Mrs May made the surprise announcement to MPs in the House of Commons on Tuesday 26th March 2013. She said that the UKBA 'struggles with the volume of its casework which has led to historical backlogs running into the hundreds of thousands. The number of illegal immigrants removed does not keep up with the number of people who are here illegally and while the visa operation is internationally competitive, it could and should get better still'.

Mrs May's announcement took most people by surprise. Last week, the UK's immigration minister Mark Harper issued a statement saying that there were continuing improvements at UKBA.

UKBA was failing to meet most targets

But on Monday 25th March 2013, the Home Affairs Select Committee, a committee of MPs charged with oversight of the running of the Home Office, which includes the UKBA, issued a damning report which said that the UKBA was failing. The report said that between July and September 2012, the agency failed to meet its targets in most areas.
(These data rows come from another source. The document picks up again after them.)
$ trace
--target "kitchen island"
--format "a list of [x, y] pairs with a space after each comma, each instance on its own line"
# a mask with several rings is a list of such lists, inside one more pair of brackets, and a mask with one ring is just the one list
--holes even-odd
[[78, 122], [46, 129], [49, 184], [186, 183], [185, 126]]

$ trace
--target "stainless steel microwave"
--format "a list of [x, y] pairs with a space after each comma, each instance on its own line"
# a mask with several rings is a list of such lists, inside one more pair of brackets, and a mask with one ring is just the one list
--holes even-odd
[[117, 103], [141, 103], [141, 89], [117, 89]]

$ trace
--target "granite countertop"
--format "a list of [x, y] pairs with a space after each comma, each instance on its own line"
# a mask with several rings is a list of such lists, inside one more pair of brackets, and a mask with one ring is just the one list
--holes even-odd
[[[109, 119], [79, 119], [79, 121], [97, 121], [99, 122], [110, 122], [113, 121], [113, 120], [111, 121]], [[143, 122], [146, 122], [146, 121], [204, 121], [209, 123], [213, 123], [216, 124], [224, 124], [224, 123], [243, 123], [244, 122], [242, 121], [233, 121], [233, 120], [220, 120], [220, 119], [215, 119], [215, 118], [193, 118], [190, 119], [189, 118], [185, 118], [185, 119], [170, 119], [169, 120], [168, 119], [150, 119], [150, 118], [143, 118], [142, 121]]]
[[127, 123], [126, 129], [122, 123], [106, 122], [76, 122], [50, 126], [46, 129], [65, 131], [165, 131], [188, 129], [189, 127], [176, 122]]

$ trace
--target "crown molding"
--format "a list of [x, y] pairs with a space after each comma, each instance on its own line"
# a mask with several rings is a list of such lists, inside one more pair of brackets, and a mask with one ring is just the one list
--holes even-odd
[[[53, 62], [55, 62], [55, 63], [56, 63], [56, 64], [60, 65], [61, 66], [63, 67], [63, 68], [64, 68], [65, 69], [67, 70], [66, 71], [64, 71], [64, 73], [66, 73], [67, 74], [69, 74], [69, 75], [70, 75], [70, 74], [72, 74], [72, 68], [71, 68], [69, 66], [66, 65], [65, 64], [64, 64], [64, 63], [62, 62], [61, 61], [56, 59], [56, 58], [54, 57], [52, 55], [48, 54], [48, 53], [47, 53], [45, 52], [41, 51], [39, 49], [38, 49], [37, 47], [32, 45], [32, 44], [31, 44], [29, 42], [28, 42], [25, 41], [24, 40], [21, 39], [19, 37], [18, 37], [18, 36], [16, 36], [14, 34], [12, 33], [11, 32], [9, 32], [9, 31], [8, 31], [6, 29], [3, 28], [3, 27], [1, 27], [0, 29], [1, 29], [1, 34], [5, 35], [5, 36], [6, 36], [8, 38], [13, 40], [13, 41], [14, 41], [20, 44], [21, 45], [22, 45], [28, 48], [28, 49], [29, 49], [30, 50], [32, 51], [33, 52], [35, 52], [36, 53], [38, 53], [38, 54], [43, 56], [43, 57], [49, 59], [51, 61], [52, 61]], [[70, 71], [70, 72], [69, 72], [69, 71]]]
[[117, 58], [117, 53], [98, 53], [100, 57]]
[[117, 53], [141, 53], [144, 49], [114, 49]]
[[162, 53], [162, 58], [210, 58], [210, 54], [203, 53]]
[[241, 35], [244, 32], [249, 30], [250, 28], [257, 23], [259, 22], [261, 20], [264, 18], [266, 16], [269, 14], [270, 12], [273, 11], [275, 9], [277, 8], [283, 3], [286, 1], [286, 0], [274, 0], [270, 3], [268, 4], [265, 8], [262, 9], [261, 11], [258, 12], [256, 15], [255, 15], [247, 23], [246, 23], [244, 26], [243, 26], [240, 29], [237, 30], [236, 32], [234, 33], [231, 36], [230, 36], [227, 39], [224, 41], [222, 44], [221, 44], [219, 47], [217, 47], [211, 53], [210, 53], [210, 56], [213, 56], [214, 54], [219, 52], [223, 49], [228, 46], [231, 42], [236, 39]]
Among the report's criticisms of the UKBA were the following;
  • It processed only 18% of Tier 1 visa applications made by post within the UKBA service standard target of four weeks
  • processing only 14% of Tier 4 applications within four weeks
  • It processed only 27.5% of all visa applications within the four week target
  • It failed to process over 25% of premium visa applications within 24 hours, as its service standard said that it should
  • It has cleared only a quarter of a backlog of 450,000 asylum cases in the last seven years leaving 312,000 unresolved

'Secretive and defensive culture'

Mrs May blamed the last Labour government for the 'secretive and defensive culture' at the UKBA. She said 'The UKBA was given agency status [by former Labour Home Secretary John Reid] in order to keep its work at arm's length from ministers. That was wrong'. She said it was this that had caused the secretive culture at the agency.

Dr Reid set up the UKBA in 2006 after staff at the Immigration Directorate, which was then responsible for asylum claims, found a previously hidden backlog of 450,000 asylum cases which had accumulated over a decade and had been left in packing cases.

Dr Reid then abolished the Immigration Directorate and established the UKBA. He pledged that the asylum backlog would be wiped out in five years. On Monday 25th March 2013, The Home Affairs Committee published a report which said that over 312,000 cases remained in the backlog and also went onto say that they would not be surprised if more cases were found. At the current rate, the report said, the backlog will take 24 years to clear.

Last year, Mrs May split the UK Border Force, which is responsible for policing the front line of the UK's borders from the UKBA, which is responsible for asylum claims, immigration decisions and finding and removing illegal immigrants.

Smaller organisations are easier to run

Mrs May said that, since the split, the performance of the UKBF had improved which showed that smaller organisations were more efficient and easier to run. She said that what remained of the UKBA would be split again so that one body would deal with visa applications and the other would be responsible for law enforcement.

The Chairman of the Home Affairs Select Committee Keith Vaz, Labour, said that this was the right decision and would put the UKBA 'out of its misery'. He said that his committee had been calling for this to be done for many years.

Yvette Cooper, Labour's shadow Home Secretary said that the performance at the UKBA had got worse than ever in the last year since the split. She said 'queues at the border went up. Border Force presided over some of the longest queues our airports have ever seen. And things got worse at the Border Agency too. The select committee report showed a 20% increase in the backlog of asylum cases in three months'.